Sabine Delcour vit et travaille à Bordeaux. Elle documente les processus de transformation urbaine depuis sa première commande, centrée sur l’arrivée du tramway en Seine-Saint-Denis. Régulièrement commanditée par La Fabrique de Bordeaux Métropole ou la Direction de l’Aménagement de Bordeaux Métropole, elle conserve la trace des territoires en pleine métamorphose : opérations d’aménagement, chantiers et transitions entre ville et nature. Pour l’ouverture de l’exposition en mars 2025, une photographie extraite de The dark side of the sun, série de 12 diptyques issue d’une carte blanche de La Fab, était installée dans une arche de la grande galerie. Sous un ciel d’hiver nocturne et cru, se déployait un « junkspace » – pour reprendre les termes de Rem Koolhaas – fait d’enseignes tapageuses, de parkings vidés et de lumières artificielles capturés à Mérignac-Soleil, zone commerciale de près de 69 hectares. « À ce moment où l’obscur confisque une partie de la vision, et inaugure la limite de la possibilité d’une image, commence mon travail », explique Sabine Delcour. Chaque plan large de la série s’associe à un échantillon photographié à l’aide d’une longue focale. La photographie est alors en « outil double, de compréhension du monde comme de perte de repères, d’échelles et de distances », ainsi que l’évoque le titre la série qui renverse l’attraction « solaire » du commerce pour en révéler la façade cachée, la nuit.
Au mois de juillet 2025, c’est au tour de L’observatoire des entrées de la métropole bordelaise, carte blanche pour Bordeaux Métropole, de prendre place dans la grande galerie d’arc en rêve. La série se concentre sur les éléments qui ponctuent l’arrivée en ville : aéroport, réseaux de mobilité, logements collectifs, parkings et zones commerciales etc. En développant ce travail sur les entrées urbaines – les derniers espaces encore constructibles et en pleine transition – sur une année complète (2023-2024), Sabine Delcour saisit les périphéries en mutation. Elle se place volontairement à distance des paysages qu’elle observe, ce qui efface la profondeur de ses images en plaçant tous les plans à même distance comme un décor, un collage. L’ordre d’apparition des photographies a été choisi avec soin, jouant les clins d’œil, les confrontations parfois ironiques ou humoristiques, mais toujours pleines de sens. Un récit se met en place. Au premier plan devant un hôtel à petit budget, une caravane de gens du voyage. Sous l’enseigne Feu Vert, des automobiles à l’arrêt, une piscine vide debout, des architectures aux formes improbables construites dans les années 1970-1980 et leurs extensions hasardeuses. Façades d’immeubles et de paquebots se confondent, de récents logements collectifs partent à l’assaut de Maisons du monde. Ces hyper lieux, ou ces non lieux, selon les uns ou les autres, cataloguent une France considérée par d’aucuns comme « moche », mais toujours habitée, même par des touristes et leurs valises, perdus sur un parking déserté.
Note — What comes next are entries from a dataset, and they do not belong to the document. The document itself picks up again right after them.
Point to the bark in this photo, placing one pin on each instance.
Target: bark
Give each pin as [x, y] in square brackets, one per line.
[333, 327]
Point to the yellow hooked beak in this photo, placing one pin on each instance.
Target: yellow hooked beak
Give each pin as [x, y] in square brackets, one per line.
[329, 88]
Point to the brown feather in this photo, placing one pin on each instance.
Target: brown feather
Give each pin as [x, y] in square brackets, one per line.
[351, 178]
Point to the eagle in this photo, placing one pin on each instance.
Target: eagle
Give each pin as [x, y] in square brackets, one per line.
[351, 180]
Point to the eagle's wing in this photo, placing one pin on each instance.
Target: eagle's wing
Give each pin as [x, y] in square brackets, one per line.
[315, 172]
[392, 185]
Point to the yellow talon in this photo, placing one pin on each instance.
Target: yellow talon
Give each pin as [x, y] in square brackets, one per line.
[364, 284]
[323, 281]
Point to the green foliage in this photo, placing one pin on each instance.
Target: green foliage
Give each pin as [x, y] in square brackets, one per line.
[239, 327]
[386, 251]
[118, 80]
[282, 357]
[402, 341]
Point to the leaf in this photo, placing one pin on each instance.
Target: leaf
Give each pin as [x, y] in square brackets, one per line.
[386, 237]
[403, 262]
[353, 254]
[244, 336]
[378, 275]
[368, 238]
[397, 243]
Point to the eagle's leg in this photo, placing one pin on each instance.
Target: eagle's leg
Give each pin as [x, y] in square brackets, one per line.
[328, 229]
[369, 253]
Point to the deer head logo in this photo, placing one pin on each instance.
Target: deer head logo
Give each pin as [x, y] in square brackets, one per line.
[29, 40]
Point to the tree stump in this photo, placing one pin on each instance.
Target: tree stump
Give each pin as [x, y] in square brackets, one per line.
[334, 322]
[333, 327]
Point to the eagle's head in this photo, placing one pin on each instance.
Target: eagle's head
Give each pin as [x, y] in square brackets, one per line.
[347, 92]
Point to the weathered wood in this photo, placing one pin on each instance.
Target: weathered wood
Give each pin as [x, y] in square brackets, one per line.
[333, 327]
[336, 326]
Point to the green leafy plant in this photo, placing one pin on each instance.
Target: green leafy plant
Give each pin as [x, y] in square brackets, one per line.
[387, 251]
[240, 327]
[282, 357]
Outre le traitement photographique de ces deux cartes blanches qui se répondent, les deux sujets entrent en résonance, d’abord par le territoire arpenté. « Il s’agit de regarder l’envers des villes, et de tenter de saisir ce que les zones périphériques peuvent avoir de commun » explique Sabine Delcour. Le temps long des ces travaux les relie également, comme un écho à celui des aménageurs qui renforce l’'importance de la photographie de terrain. Pour Sabine Delcour, « le temps est fondamental dans la lecture des espaces et des usages ». Ce qu’une plongée dans le portfolio que nous publions ne saurait contredire.